Là où le péché a abondé, la grâce a surabondé
La grâce, c'est ce qui caractérise l'écriture d'
Angélique Villeneuve. Une nouvelle fois, elle enveloppe ses lecteurs de ses mots à la poésie ténue qui a la légèreté des fils d'une toile d'araignée tissée avec savoir et patience.
C'est ainsi que nous sommes à hauteur de cette petite fille, Henni.
« Henni et la peur de rien. Ça n'est pas un mensonge mais pas une vérité non plus. »
L'incipit cloue le lecteur sur place, par la violence insidieuse de l'indicible, une petite fille fuit et elle a charge « d'âmes ».

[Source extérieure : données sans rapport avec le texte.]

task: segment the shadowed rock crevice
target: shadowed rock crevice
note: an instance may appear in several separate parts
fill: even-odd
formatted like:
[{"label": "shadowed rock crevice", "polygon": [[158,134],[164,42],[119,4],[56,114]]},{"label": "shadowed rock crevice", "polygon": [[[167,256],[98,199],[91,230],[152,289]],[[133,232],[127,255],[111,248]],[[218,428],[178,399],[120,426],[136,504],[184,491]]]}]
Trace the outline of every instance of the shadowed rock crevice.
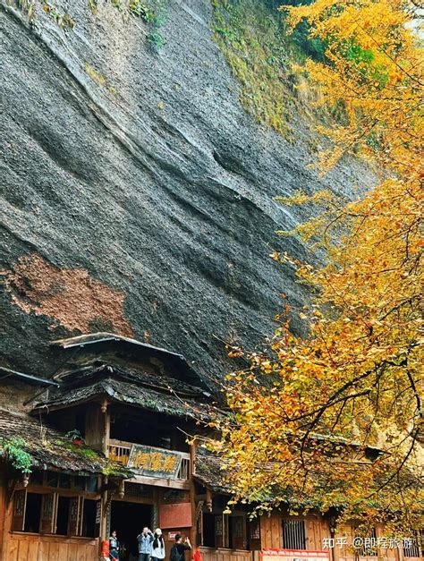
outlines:
[{"label": "shadowed rock crevice", "polygon": [[301,119],[289,143],[245,113],[208,0],[170,3],[157,54],[146,24],[108,2],[93,15],[57,0],[76,22],[67,33],[42,11],[31,30],[5,5],[2,362],[48,375],[49,340],[106,326],[184,353],[206,378],[232,370],[223,342],[260,344],[281,293],[305,302],[269,254],[306,257],[275,234],[306,212],[273,197],[349,193],[369,174],[346,160],[320,180]]}]

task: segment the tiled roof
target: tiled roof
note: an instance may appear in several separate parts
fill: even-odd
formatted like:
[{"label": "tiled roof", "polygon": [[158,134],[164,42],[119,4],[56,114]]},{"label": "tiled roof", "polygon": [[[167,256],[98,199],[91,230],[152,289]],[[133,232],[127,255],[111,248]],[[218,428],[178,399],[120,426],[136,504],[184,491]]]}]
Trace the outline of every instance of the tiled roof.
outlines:
[{"label": "tiled roof", "polygon": [[4,445],[17,438],[32,458],[34,467],[58,469],[80,475],[106,474],[125,478],[131,472],[120,463],[84,445],[74,445],[62,432],[27,414],[0,409],[0,456]]},{"label": "tiled roof", "polygon": [[109,364],[92,365],[62,378],[32,403],[34,411],[60,409],[101,396],[177,417],[208,421],[215,411],[201,388],[165,376]]}]

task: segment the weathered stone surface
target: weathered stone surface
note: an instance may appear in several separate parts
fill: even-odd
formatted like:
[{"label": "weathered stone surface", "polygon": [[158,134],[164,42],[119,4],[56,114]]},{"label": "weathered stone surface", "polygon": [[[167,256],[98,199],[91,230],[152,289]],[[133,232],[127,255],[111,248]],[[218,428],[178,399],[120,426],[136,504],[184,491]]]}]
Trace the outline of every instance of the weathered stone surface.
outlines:
[{"label": "weathered stone surface", "polygon": [[49,376],[49,340],[113,328],[219,376],[223,340],[258,344],[281,293],[304,300],[268,255],[305,256],[274,234],[304,217],[272,198],[322,186],[308,128],[289,143],[244,112],[208,0],[170,3],[158,54],[108,2],[55,5],[73,30],[0,0],[2,361]]}]

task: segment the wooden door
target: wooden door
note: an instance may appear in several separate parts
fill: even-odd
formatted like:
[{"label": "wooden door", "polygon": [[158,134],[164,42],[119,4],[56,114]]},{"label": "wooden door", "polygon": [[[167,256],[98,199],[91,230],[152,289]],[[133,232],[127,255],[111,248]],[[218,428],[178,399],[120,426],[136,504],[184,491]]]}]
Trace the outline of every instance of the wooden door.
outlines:
[{"label": "wooden door", "polygon": [[41,515],[39,520],[39,532],[53,534],[56,531],[57,495],[48,493],[43,495],[41,500]]},{"label": "wooden door", "polygon": [[15,491],[13,495],[13,511],[12,518],[13,531],[23,531],[25,526],[25,509],[27,507],[27,489]]},{"label": "wooden door", "polygon": [[246,519],[244,516],[232,516],[233,548],[247,549]]},{"label": "wooden door", "polygon": [[72,497],[69,502],[68,536],[81,536],[82,524],[82,497]]}]

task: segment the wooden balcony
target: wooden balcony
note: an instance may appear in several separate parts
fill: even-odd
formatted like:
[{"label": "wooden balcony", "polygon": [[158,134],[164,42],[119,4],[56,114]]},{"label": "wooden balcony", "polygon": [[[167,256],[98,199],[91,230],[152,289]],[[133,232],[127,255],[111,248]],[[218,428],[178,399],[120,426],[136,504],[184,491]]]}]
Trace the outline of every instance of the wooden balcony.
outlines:
[{"label": "wooden balcony", "polygon": [[143,446],[143,445],[111,438],[108,445],[108,457],[128,466],[136,473],[139,472],[140,475],[137,475],[135,479],[140,482],[151,478],[151,480],[167,480],[166,485],[169,487],[181,487],[173,483],[188,484],[190,480],[190,454],[185,452]]}]

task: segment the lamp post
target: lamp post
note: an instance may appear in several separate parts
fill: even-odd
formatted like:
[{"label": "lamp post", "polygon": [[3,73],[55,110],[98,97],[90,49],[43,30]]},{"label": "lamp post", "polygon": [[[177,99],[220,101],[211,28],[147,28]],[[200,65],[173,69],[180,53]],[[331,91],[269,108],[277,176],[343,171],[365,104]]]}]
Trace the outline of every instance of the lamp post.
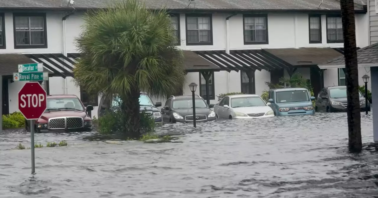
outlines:
[{"label": "lamp post", "polygon": [[365,74],[362,77],[362,80],[365,83],[365,111],[366,112],[366,115],[367,115],[367,82],[369,81],[369,78],[370,77]]},{"label": "lamp post", "polygon": [[197,89],[197,84],[192,83],[189,85],[190,91],[192,91],[192,98],[193,100],[193,126],[195,128],[195,101],[194,100],[194,92]]}]

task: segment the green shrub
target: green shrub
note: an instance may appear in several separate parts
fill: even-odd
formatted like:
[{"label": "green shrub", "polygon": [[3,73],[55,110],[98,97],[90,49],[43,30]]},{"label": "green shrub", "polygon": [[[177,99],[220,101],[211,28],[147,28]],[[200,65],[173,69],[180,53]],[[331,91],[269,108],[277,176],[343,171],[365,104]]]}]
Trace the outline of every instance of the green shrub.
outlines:
[{"label": "green shrub", "polygon": [[236,95],[238,94],[244,94],[244,93],[241,93],[240,92],[233,92],[232,93],[228,93],[227,94],[219,94],[219,95],[217,95],[217,97],[218,97],[218,101],[219,102],[222,100],[222,99],[225,97],[230,95]]}]

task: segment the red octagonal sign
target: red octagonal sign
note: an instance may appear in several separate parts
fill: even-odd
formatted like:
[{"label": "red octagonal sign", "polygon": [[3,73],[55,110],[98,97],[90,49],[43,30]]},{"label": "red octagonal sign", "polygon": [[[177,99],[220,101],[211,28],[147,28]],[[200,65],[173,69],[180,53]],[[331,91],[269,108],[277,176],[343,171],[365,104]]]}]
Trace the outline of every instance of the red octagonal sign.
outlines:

Dans cette fuite éperdue, Henni convoque tout ce qui a fait son quotidien avant la déflagration de l'inhumanité.
Tous ces fragments de vie sont autant d'éclats d'obus qui déchirent notre chair.
Le biais par lequel nous découvrons cette jeune vie fait penser aux contes, ceux qui nous faisaient peur et pleurer.
Henni est une petite fille sage et laborieuse au sein d'une famille qui vit en dehors du village, on sait d'instinct qu'ils sont parqués là, à l'écart.
Comme tout enfant que la vie malmène Henni est adulte avant l'âge, elle apprend vite tout ce qui peut améliorer la vie de sa famille, pas un instant d'innocence, d'insouciance.
Tout est menace.
« Elle apprécie plus que tout l'heure où dans la maison les choses se rencoquillent dans le ronron du silence. »
Après l'intrusion, Henni reconstitue par fragments tout le précieux de sa jeune vie, sa famille.
Avec elle, nous respirons cet air dense, nous entendons ces chuchotements qui n'annoncent rien de bon, nous enregistrons les regards sombres, les mines angoissées des adultes, la tension qui règne sur la communauté dont elle fait partie, cette chappe de plomb qui dit que l'horreur resurgit. L'Histoire, celle que les hommes font, n'apprend rien du passé.
Un livre au coeur de l'actualité qui montre l'urgence à réagir. Il n'y a aucune justification aux actes de barbarie, aucune.
Pas de lieu précis, de date, juste quelque part dans le vaste monde. Chaque jour nous voyons que la bête immonde est là.
Certains mots ne sont pas prononcés cette absence fait sonner clair les noms des pourchassés, témoins de vie.
Penser au ressenti de cette petite fille symbole de l'indicible :
« On n'est plus qu'une fille qui s'appelle Henni et on ne sait pas exactement ce que ça veut dire, comment on va s'en sortir avec ça puisqu'on n'a rien d'autre.
Il y a le voile à l'intérieur du crâne qui empêche de penser, et qui gêne, et qui pèse. »
Ne pas s'habituer à la barbarie et se sentir tous concernés, un voeu pieu ?
Merci Masse Critique Babelio et les éditions le Passage pour ce privilège de lecture.